I thoroughly enjoyed Tuesday’s event, which was billed as an opportunity “to keep the plight of [Evan] in the spotlight and highlight the ongoing struggle for press freedom in much of the world.” I thought Assange seemed extremely relevant, so during the question and answer section, I asked Mr. Beckett about the impact of the WSJ’s support for Assange’s prosecution on the meaningfulness of their campaign to free Evan. Beckett stated that he was here to speak solely about Evan and that he did not see “any relevance” of Assange to the event. And yet, he was eager to talk about topics ranging from Brittney Griner to Venezuela and China throughout the Q&A; what was it about Julian Assange that made him draw a line?
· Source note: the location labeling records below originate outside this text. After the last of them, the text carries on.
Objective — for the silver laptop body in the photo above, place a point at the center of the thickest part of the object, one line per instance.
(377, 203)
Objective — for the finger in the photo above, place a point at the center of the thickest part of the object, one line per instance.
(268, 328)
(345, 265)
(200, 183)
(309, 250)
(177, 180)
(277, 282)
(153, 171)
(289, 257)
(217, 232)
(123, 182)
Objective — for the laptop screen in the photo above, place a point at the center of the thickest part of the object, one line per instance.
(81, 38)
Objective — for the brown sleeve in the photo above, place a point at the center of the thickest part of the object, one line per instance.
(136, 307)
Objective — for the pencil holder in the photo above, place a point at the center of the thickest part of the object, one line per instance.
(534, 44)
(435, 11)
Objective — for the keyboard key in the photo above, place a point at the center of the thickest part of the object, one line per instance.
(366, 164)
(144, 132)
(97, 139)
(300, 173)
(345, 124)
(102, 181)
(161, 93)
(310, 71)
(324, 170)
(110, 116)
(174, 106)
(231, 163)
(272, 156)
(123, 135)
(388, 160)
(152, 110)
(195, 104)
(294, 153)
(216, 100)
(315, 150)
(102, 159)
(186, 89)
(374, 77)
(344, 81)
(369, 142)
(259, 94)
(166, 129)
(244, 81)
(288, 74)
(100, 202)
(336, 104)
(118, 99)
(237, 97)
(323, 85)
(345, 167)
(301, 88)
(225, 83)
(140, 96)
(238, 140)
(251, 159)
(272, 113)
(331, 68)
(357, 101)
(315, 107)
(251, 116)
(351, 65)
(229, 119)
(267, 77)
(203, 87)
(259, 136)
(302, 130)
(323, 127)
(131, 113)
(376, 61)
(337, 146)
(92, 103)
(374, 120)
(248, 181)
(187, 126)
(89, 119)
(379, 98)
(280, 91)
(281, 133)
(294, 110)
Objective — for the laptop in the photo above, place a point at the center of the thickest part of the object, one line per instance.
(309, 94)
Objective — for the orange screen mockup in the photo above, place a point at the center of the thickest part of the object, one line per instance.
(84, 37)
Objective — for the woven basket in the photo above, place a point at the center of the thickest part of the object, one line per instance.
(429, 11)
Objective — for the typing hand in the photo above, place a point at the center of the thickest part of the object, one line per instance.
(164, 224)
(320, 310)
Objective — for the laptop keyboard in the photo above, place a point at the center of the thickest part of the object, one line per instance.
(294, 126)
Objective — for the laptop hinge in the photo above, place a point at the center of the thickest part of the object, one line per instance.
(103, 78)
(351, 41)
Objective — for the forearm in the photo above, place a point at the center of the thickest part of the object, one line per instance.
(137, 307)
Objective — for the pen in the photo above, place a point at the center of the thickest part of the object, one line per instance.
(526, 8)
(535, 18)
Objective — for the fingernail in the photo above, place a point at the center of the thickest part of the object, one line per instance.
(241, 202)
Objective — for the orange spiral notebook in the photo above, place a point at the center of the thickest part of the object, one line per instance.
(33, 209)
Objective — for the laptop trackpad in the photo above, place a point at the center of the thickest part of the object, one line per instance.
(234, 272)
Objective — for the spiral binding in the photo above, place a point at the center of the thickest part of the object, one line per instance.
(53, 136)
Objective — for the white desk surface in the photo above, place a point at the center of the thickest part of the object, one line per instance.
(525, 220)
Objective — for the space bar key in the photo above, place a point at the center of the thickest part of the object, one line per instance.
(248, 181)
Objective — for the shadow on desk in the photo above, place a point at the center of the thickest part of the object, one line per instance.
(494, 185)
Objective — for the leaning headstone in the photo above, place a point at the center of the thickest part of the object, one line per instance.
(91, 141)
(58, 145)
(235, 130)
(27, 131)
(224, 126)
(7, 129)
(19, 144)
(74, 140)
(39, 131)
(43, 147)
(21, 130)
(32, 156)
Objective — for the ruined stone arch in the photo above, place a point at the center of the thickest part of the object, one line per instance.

Perhaps “much of the world” excluded the United States?
From publishing crazed op-eds to the enthusiastic Editorial Board pieces, accompanied by the current year-plus of silence on the reporting side, the WSJ has consistently supported the prosecution of Julian Assange. Mr. Beckett’s non-response is simply a continuation of his organization’s regrettable stance that journalism is a crime when it threatens powerful Americans. Unfortunately, this only hurts their noble campaign to free Evan.
Journalism has nothing to win and everything to lose by letting Assange go to court. Pleas from the Biden administration to free Evan mean nothing when his administration simultaneously prosecutes Assange for everyday journalistic practices. Likewise, the Wall Street Journal’s campaign rings hollow after thirteen years of advocating for Assange’s imprisonment.
Discussing Evan’s dire situation is commendable, and we all should closely follow his case. Tragically, though, we currently have little control over his fate. We have far more influence over the destiny of journalists whom our own government prosecutes. Protecting press freedoms requires that we unequivocally denounce attacks on all journalists: By supporting Assange, we are supporting Evan, too.
Caleb Packard is a member of the Class of 2026.